Amos 1:9. For three transgressions of Tyrus, &c. This prediction is probably to be understood of the destruction of Tyre by Nebuchadnezzar, as foretold by Isaiah, Jeremiah, and Ezekiel: see the margin. Because they delivered up the whole captivity to Edom Without doubt the Edomites used the Jewish captives with great barbarity, as the delivering of these captives up to them is also assigned as a principal reason of the punishment of Tyre, as it was of the punishment of Damascus, Amos 1:6. And remembered not the brotherly covenant That strict league and friendship begun between David and Hiram, king of Tyre, and afterward continued by Solomon, (see the margin,) Hiram giving Solomon the title of My brother, as we read 1 Kings 9:13.

Verses 11-12

Amos 1:11-12. For three transgressions of Edom, &c. The Edomites, or Idumeans, are often threatened for their enmity against the Israelites, because they took all occasions to oppress and insult over them in their distress.

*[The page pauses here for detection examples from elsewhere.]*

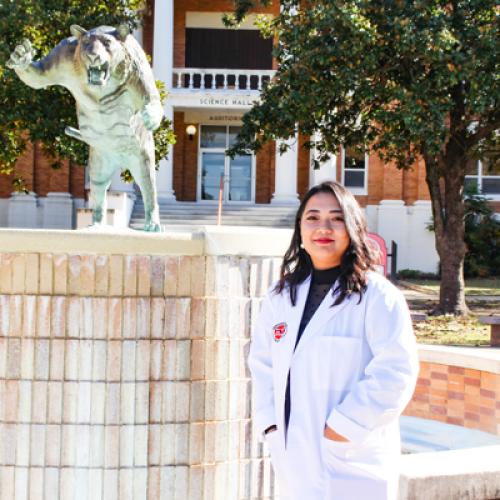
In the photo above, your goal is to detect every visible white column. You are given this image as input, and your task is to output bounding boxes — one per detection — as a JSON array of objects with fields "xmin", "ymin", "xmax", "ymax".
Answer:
[
  {"xmin": 271, "ymin": 136, "xmax": 299, "ymax": 205},
  {"xmin": 153, "ymin": 0, "xmax": 175, "ymax": 201},
  {"xmin": 309, "ymin": 132, "xmax": 337, "ymax": 187}
]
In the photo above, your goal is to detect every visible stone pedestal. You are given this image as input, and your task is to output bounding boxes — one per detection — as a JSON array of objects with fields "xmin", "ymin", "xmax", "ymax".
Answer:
[{"xmin": 0, "ymin": 228, "xmax": 290, "ymax": 500}]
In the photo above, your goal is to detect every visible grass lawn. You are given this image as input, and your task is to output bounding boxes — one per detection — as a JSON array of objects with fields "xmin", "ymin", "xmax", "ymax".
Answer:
[
  {"xmin": 404, "ymin": 278, "xmax": 500, "ymax": 296},
  {"xmin": 413, "ymin": 316, "xmax": 490, "ymax": 346}
]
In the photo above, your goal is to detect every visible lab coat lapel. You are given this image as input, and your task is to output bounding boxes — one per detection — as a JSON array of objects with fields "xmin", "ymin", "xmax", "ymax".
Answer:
[
  {"xmin": 282, "ymin": 276, "xmax": 311, "ymax": 368},
  {"xmin": 295, "ymin": 282, "xmax": 352, "ymax": 360}
]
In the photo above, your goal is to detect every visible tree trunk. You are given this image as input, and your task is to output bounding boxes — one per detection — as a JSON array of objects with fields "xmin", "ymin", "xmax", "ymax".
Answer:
[{"xmin": 425, "ymin": 156, "xmax": 469, "ymax": 316}]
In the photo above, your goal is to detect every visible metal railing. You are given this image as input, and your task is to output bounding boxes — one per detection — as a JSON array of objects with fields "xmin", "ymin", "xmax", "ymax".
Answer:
[{"xmin": 172, "ymin": 68, "xmax": 275, "ymax": 91}]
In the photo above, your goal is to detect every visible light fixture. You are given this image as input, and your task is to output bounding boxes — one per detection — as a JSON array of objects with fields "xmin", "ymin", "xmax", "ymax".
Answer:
[{"xmin": 186, "ymin": 125, "xmax": 196, "ymax": 141}]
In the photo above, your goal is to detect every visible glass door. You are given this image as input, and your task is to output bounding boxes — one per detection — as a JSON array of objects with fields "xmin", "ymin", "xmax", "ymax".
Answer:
[
  {"xmin": 201, "ymin": 151, "xmax": 225, "ymax": 200},
  {"xmin": 198, "ymin": 125, "xmax": 255, "ymax": 203}
]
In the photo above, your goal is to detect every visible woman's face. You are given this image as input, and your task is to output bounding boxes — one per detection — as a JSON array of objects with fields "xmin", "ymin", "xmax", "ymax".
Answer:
[{"xmin": 300, "ymin": 193, "xmax": 350, "ymax": 269}]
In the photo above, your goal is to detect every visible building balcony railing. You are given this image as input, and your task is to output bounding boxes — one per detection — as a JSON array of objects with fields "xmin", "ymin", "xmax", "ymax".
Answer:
[{"xmin": 172, "ymin": 68, "xmax": 275, "ymax": 92}]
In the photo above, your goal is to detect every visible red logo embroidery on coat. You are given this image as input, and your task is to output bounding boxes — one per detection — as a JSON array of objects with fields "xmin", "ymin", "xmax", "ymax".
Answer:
[{"xmin": 273, "ymin": 323, "xmax": 288, "ymax": 342}]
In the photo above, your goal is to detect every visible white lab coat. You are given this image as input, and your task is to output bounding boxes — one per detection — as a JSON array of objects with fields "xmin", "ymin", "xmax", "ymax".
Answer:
[{"xmin": 248, "ymin": 273, "xmax": 418, "ymax": 500}]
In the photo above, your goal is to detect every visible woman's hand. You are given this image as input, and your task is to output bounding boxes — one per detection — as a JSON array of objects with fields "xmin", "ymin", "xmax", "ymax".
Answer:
[{"xmin": 323, "ymin": 424, "xmax": 349, "ymax": 443}]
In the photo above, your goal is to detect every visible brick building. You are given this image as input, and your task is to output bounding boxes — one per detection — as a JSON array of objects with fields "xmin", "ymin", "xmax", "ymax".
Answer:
[{"xmin": 0, "ymin": 0, "xmax": 500, "ymax": 271}]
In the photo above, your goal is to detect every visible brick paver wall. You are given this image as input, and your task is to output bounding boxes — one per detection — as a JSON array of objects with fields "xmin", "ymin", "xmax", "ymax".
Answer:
[{"xmin": 405, "ymin": 361, "xmax": 500, "ymax": 435}]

Because he did pursue his brother with the sword The Edomites retained the same hatred and animosity against their brethren, the Israelites, which their father Esau had expressed against his brother Jacob. But I will send a fire upon Teman, &c. Teman and Bozrah were two principal cities of Idumea. The destruction here denounced against them was afterward brought upon them, in some degree, by Sennacherib, but more especially by Nebuchadnezzar: see notes on Jeremiah 49:7-22, and Ezekiel 25:15.

Verses 13-15

Amos 1:13-15. For three transgressions of the children of Ammon The Ammonites descended from Lot: see Genesis 19:38. Their country lay to the east of Jordan, in the neighbourhood of Gilead. Because they have ripped up the women with child Hazael, king of Syria, grievously afflicted the Israelites that lay eastward of Jordan, particularly the Gileadites: see 2 Kings 10:33. The low condition to which these countries were hereby reduced, might probably encourage the Ammonites to possess themselves of Gilead, and to destroy the inhabitants in the cruel manner here stated. But I will kindle a fire in the wall of Rabbah The chief city of the Ammonites. With shouting in the day of battle This was intended to express the great violence with which this city should be attacked; and with a tempest in the day of the whirlwind The destructions of war are often compared to the devastations caused by whirlwinds and tempests; and the metaphor is here introduced very naturally and sublimely. And their king shall go into captivity, he and his princes together, saith the Lord Foretold also Jeremiah 49:3.